The underlying logic here is that Google understands the relationship between information. So Google understands that when you write about toothbrushes, you probably want to talk about different types of toothbrushes. Google does understand that. There's probably a price to toothbrushes, maybe some availability and other features. So really think about what are the common product features and how should customers evaluate them to make the right choice. That's a huge lever for category pages.

Richard Hill:
Yeah. That's great. We've been testing a lot of stuff internally with this. It's incredible., literally game-changing working on your categories. Obviously, we always have, but there's quite a lot you can do. I think that text piece is quite, it's almost like a controversial one because people are obsessed with the look and feel of that page and you start adding text to it. Obviously, depending on how you do it, it can really change the look of that page if there's a block of text there.

So as you said, obviously, you can put it at the top, you put it at the bottom. Ideally, you want it at the top, but if you've got a 900-word block of text at the top of a category, all your products are pushed below the fold, and then it's like, "It doesn't look very e-commy at all." All of a sudden it looks like a potential, a blog on the category page. So it's a case of formatting that correctly, and whether that's just a snippet of the bigger text.

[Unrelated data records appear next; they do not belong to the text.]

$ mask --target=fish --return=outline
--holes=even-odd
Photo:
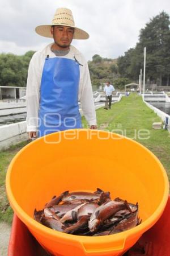
[[[78,220],[76,223],[72,225],[71,226],[66,228],[64,232],[73,234],[73,233],[78,231],[79,229],[82,228],[83,227],[88,226],[88,221],[89,220],[89,217],[87,216],[82,216],[79,220]]]
[[[64,202],[70,201],[73,200],[96,200],[100,198],[100,193],[91,193],[87,192],[73,192],[65,195],[62,197],[62,201]]]
[[[56,196],[54,196],[53,197],[52,197],[52,199],[51,199],[51,200],[45,204],[45,207],[47,208],[51,207],[53,205],[58,204],[62,200],[63,197],[66,196],[66,195],[69,194],[69,191],[65,191],[57,197],[56,197]]]
[[[69,210],[61,219],[60,221],[62,223],[64,223],[66,221],[71,221],[73,220],[74,218],[74,212],[75,212],[75,213],[77,213],[78,210],[83,205],[84,205],[86,204],[84,203],[84,204],[80,204],[78,207]]]
[[[38,222],[41,223],[41,218],[42,214],[43,213],[42,210],[37,210],[36,208],[34,210],[33,212],[33,218],[37,221]]]
[[[66,226],[60,220],[57,220],[50,217],[42,217],[41,223],[48,228],[61,232],[63,232],[66,228]]]
[[[106,202],[99,206],[91,216],[88,228],[91,232],[96,231],[99,225],[120,210],[129,208],[128,202],[114,200]]]
[[[52,210],[58,217],[63,217],[67,212],[75,208],[78,206],[82,205],[81,204],[58,204],[57,205],[53,205],[51,208],[53,208]]]
[[[99,205],[95,203],[86,203],[77,211],[77,219],[79,220],[83,216],[91,216],[94,210],[99,207]]]
[[[126,216],[112,229],[109,234],[122,232],[136,226],[139,221],[138,214],[138,211],[137,211]]]
[[[44,208],[44,214],[45,217],[53,218],[57,220],[60,220],[60,217],[58,217],[55,213],[55,212],[53,210],[53,207],[50,208],[46,207],[45,208]]]

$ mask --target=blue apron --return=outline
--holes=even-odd
[[[40,87],[39,137],[82,127],[78,100],[79,80],[77,61],[47,56]]]

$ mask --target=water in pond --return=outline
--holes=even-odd
[[[150,101],[148,102],[150,104],[157,108],[163,112],[170,115],[170,102],[158,102]]]

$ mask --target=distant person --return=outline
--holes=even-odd
[[[53,42],[31,60],[27,85],[27,130],[30,139],[55,131],[81,128],[78,100],[91,129],[96,117],[87,61],[71,45],[88,34],[74,25],[71,11],[56,10],[51,24],[36,32]]]
[[[106,85],[104,88],[104,92],[105,93],[105,104],[104,109],[108,109],[108,102],[109,102],[109,109],[111,109],[112,93],[115,90],[113,85],[110,84],[110,82],[107,82]]]

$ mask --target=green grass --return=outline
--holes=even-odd
[[[11,224],[13,211],[10,206],[5,191],[5,177],[7,167],[14,155],[25,146],[27,142],[11,146],[0,152],[0,221]]]
[[[96,111],[98,129],[122,134],[143,144],[160,159],[170,179],[170,134],[165,130],[154,130],[152,123],[160,119],[135,94],[124,97],[120,102],[112,106],[110,110],[103,108]],[[84,127],[88,127],[84,118]],[[102,128],[103,129],[103,128]],[[147,132],[144,135],[141,133]],[[148,137],[147,138],[146,137]],[[12,210],[5,192],[5,176],[7,167],[17,152],[25,146],[24,142],[10,149],[0,152],[0,221],[11,223]]]
[[[170,134],[152,128],[153,122],[162,120],[146,105],[142,97],[131,93],[113,104],[111,110],[102,108],[96,114],[98,129],[104,124],[104,130],[122,134],[145,146],[159,159],[170,179]],[[83,123],[86,127],[84,118]]]

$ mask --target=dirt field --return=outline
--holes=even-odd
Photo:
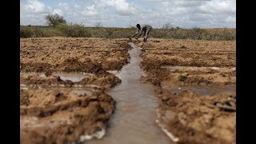
[[[181,143],[235,141],[235,42],[150,39],[142,81],[156,87],[158,120]]]
[[[141,82],[154,86],[160,127],[180,143],[234,142],[235,41],[133,41]],[[101,138],[116,103],[106,90],[122,82],[115,74],[129,62],[129,42],[21,38],[21,142]]]

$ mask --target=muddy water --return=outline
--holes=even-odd
[[[130,63],[116,74],[122,83],[107,92],[117,101],[110,127],[102,139],[93,139],[86,143],[171,143],[155,123],[158,102],[154,87],[139,81],[141,75],[145,74],[138,66],[142,61],[141,51],[133,43],[129,44],[134,47],[129,51]]]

So what we've been testing is having an introductory paragraph at the top that then links down to the rest of the content that is then below the products. So you've still got a little bit of text at the top, but then clicking below that little block, which might be four or five lines, and then clicking and then going to a longer block, but then that longer block then also links off to, as you talked about on the product page, it then links off to other content pieces that you may have talked about, the sustainable toothbrush blog post comparing. The five sustainable toothbrushes is then linking to another blog, and then linking to another blog, and then linking to another blog, and then maybe linking to a guide. So then you're creating what we call it internally a catalyst.

So it's a category, but we call it a catalyst and it's our catalyst framework, and it's taking those categories and really, really go into town on them. That's like what we refer to as level one. That's like the level one catalyst, and then we can start adding in other things. Have you got any other things that you would recommend to adding to the categories? We've added the content. What other things would we add in? What would you recommend to add in?

Kevin Indig:
Yeah, by the way, I love this catalyst idea and this concept of having a bit of an introductory paragraph and then much more text at the bottom. I think that's a fantastic idea. We did that actually at G2 in a very different context, not e-commerce, but it's the same idea of a category page and it worked really, really, really well. So love that. Can echo that back.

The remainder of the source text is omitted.